At the same time, CrowdStrike promised to more thoroughly test updates to its software in the future, as well as implement a phased rollout of packages to avoid a repeat of the incident that happened a few days ago. As a reminder, CrowdStrike’s Falcon app is used by companies around the world to protect against cyber attacks and is installed on millions of PCs. On Friday, the company began distributing an update to Falcon that was supposed to collect “telemetry data on possible new methods to combat cyber threats.” Such updates come out with some regularity, but in this case, one of them caused a large-scale crash on a Windows PC.
CrowdStrike typically releases two types of updates. Sensor Content packages update content for Falcon on the user’s device and run at the Windows kernel level. Rapid Response Content packages update the signatures of the Falcon sensor, which is used to detect malware. In this case, a tiny 40KB Rapid Response Content file crashed 8.5 million computers.
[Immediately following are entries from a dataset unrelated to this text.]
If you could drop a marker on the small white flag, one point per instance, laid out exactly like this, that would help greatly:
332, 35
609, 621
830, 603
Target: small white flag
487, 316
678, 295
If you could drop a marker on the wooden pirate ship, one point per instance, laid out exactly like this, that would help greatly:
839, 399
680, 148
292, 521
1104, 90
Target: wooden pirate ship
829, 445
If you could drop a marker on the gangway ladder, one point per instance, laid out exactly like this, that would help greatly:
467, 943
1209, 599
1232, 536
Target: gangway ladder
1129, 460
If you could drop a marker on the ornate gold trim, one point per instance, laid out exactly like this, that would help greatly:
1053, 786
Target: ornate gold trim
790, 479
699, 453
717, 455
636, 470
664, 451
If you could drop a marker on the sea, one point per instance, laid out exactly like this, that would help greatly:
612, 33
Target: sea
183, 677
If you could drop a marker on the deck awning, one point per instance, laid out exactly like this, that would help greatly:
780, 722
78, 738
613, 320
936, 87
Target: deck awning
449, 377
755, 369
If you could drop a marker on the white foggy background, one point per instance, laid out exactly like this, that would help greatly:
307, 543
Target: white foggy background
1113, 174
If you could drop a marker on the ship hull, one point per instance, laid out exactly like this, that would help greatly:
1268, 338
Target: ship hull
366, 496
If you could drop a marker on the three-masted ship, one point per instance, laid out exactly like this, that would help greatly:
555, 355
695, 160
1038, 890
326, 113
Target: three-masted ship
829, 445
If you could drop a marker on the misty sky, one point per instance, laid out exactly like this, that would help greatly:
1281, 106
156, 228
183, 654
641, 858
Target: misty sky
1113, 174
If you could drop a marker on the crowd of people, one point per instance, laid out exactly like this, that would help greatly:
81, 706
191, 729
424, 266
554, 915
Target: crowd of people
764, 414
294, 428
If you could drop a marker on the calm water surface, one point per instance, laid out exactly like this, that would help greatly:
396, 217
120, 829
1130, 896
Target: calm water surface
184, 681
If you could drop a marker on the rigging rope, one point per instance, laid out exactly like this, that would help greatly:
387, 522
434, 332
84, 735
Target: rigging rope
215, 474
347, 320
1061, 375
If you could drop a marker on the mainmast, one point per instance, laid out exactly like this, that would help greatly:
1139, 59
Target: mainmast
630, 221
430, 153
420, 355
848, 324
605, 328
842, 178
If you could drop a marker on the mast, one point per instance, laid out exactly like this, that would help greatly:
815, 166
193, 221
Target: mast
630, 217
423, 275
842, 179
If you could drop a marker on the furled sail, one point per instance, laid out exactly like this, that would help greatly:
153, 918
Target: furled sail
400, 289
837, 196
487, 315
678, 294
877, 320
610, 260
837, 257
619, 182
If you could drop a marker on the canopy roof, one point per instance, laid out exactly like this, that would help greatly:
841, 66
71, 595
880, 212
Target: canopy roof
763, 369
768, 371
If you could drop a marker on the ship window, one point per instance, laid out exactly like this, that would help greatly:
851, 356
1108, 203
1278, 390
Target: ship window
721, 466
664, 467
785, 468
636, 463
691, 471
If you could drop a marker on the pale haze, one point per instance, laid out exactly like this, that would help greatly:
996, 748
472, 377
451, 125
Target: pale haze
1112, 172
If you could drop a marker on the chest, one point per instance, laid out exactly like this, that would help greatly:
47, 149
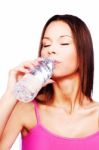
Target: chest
58, 122
77, 125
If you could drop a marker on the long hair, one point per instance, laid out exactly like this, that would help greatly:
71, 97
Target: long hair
84, 47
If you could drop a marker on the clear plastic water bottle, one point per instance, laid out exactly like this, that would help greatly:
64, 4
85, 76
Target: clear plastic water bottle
30, 84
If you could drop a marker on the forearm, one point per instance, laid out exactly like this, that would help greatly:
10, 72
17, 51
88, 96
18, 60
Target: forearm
7, 103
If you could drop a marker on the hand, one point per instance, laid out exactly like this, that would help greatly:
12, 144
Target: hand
16, 73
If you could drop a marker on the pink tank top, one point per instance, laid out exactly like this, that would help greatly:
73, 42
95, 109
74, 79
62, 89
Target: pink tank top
40, 138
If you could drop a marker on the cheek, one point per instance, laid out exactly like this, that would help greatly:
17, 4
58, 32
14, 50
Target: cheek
68, 66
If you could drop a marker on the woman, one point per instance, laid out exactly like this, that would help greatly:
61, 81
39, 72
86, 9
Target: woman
63, 115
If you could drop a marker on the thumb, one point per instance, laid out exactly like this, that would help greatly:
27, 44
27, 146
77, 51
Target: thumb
48, 82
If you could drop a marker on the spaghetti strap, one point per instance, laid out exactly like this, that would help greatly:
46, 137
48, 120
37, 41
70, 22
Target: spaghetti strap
36, 111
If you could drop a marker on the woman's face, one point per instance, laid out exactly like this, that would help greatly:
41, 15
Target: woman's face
58, 44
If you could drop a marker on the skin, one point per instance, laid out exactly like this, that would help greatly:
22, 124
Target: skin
71, 114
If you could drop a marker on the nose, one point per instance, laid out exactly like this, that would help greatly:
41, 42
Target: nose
51, 50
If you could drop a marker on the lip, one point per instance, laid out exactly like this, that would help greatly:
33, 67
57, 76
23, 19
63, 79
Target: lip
56, 62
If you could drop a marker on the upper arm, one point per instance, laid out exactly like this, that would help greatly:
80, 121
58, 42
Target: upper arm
12, 129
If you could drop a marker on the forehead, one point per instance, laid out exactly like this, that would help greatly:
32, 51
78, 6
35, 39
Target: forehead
58, 28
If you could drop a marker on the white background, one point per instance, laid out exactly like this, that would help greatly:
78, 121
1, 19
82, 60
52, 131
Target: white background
21, 23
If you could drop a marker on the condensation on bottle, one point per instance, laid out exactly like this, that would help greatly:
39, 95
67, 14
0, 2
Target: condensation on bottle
27, 88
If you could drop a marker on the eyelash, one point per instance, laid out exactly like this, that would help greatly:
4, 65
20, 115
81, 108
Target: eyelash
60, 44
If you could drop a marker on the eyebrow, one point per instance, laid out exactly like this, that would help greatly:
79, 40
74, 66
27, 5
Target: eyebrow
48, 38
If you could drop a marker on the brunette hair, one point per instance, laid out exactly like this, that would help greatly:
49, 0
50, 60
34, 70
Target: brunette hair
84, 47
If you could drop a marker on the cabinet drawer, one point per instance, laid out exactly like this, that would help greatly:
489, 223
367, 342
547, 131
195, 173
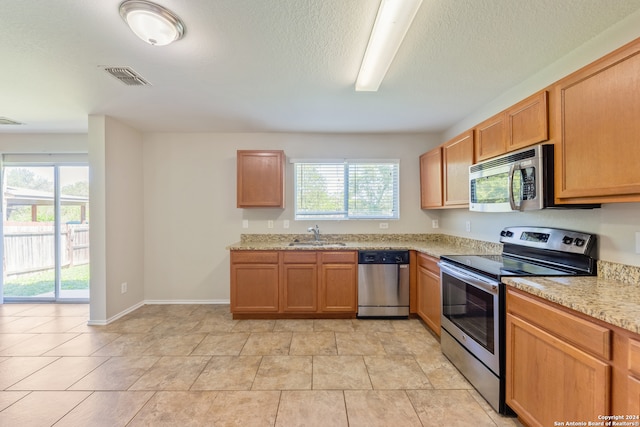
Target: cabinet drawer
254, 257
339, 257
584, 334
302, 257
429, 262
634, 357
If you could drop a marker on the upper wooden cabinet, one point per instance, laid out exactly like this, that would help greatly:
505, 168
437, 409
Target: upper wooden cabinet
524, 124
457, 156
260, 179
595, 115
431, 179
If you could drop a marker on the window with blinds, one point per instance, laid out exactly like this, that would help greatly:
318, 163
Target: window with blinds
351, 189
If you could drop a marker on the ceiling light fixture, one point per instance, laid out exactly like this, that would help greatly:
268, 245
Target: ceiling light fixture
392, 23
151, 22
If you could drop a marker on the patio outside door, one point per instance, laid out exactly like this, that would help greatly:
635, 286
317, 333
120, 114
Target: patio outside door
45, 233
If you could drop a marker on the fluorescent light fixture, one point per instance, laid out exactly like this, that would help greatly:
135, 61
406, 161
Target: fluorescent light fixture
151, 22
392, 23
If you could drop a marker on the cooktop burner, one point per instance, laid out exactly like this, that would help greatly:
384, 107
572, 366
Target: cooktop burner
535, 251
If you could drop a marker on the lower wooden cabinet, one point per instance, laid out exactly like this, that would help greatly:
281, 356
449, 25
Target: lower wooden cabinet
565, 366
428, 291
294, 283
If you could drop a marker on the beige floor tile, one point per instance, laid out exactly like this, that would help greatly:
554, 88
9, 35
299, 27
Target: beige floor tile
358, 343
176, 408
127, 345
23, 324
254, 326
117, 373
333, 325
221, 344
373, 325
267, 344
8, 340
60, 374
312, 408
174, 345
313, 344
293, 325
408, 343
41, 408
284, 373
16, 369
83, 344
228, 373
8, 398
106, 408
37, 345
441, 373
244, 408
340, 373
373, 408
172, 373
59, 324
396, 373
448, 407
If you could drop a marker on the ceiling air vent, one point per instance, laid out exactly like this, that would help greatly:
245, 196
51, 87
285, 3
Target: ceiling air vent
6, 121
127, 76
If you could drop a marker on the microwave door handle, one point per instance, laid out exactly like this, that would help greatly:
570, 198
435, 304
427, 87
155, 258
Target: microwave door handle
512, 201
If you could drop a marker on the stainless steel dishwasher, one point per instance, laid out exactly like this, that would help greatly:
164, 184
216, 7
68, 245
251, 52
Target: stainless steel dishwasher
383, 283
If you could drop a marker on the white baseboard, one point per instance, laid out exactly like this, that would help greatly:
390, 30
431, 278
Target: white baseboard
152, 302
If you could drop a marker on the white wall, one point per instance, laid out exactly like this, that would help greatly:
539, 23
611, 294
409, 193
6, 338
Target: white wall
616, 224
117, 222
190, 202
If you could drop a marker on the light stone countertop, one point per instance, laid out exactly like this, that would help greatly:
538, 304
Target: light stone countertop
611, 301
613, 296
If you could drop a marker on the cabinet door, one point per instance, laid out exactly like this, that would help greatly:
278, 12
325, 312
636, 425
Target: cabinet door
431, 179
338, 288
528, 122
491, 137
429, 299
300, 288
596, 112
260, 179
457, 156
254, 288
549, 380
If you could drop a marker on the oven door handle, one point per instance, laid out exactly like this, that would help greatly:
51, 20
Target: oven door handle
486, 285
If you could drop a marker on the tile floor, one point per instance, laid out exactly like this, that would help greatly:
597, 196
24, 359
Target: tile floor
194, 365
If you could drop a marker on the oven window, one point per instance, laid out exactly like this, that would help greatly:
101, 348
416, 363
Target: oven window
470, 309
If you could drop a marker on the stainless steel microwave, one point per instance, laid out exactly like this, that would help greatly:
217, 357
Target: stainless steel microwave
518, 181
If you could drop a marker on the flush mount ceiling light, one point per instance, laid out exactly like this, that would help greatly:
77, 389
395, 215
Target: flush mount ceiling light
392, 23
151, 22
Falcon sensor updates are typically not deployed from the cloud and include artificial intelligence and machine learning models that allow CrowdStrike to improve its malware detection capabilities over the long term. Some of these capabilities include what are called “Template Types,” which are programming code for new detections that are customized based on how the package is delivered to users’ devices.
CrowdStrike has a cloud platform that is used to manage the company’s products and validate the contents of update packages before they are widely distributed. Last week, the company released two Rapid Response Content updates at once. Now it has been determined that a bug in the content validation tool caused both packages to pass the test, although one of them was problematic and ultimately led to a massive failure.
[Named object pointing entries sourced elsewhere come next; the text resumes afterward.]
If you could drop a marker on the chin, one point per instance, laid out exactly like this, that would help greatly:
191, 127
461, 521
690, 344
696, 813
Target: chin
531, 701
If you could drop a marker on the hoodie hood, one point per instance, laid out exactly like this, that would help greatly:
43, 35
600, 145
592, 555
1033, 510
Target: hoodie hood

Although CrowdStrike performs automated and manual testing of updates before mass distribution, it appears that in this case the testing was not done thoroughly enough. The previous deployment of “Template Types” provided the company with “confidence in the checks performed by content validators,” so CrowdStrike felt that a new rollout of such an update would not cause complications. This caused the Falcon sensor to receive the problematic content along with the Rapid Response Content update, load its code into its content interpreter, and then fail due to an attempt to access memory areas outside the valid address space. This error could not be handled by Falcon, causing Windows to crash.
To prevent similar incidents in the future, CrowdStrike intends to improve the content testing process for Rapid Response Content updates, including through testing on local developer systems, staged deployment of packages, and integration of the ability to roll back to a previous system state. In addition to this, developers will deploy additional tools on their systems to stress test updates and identify errors. The stability of service packs and the Rapid Response Content interface will be tested. CrowdStrike will also update the cloud update checking tool, as well as improve the error handling mechanism in the content interpreter, which is part of the Falcon sensor.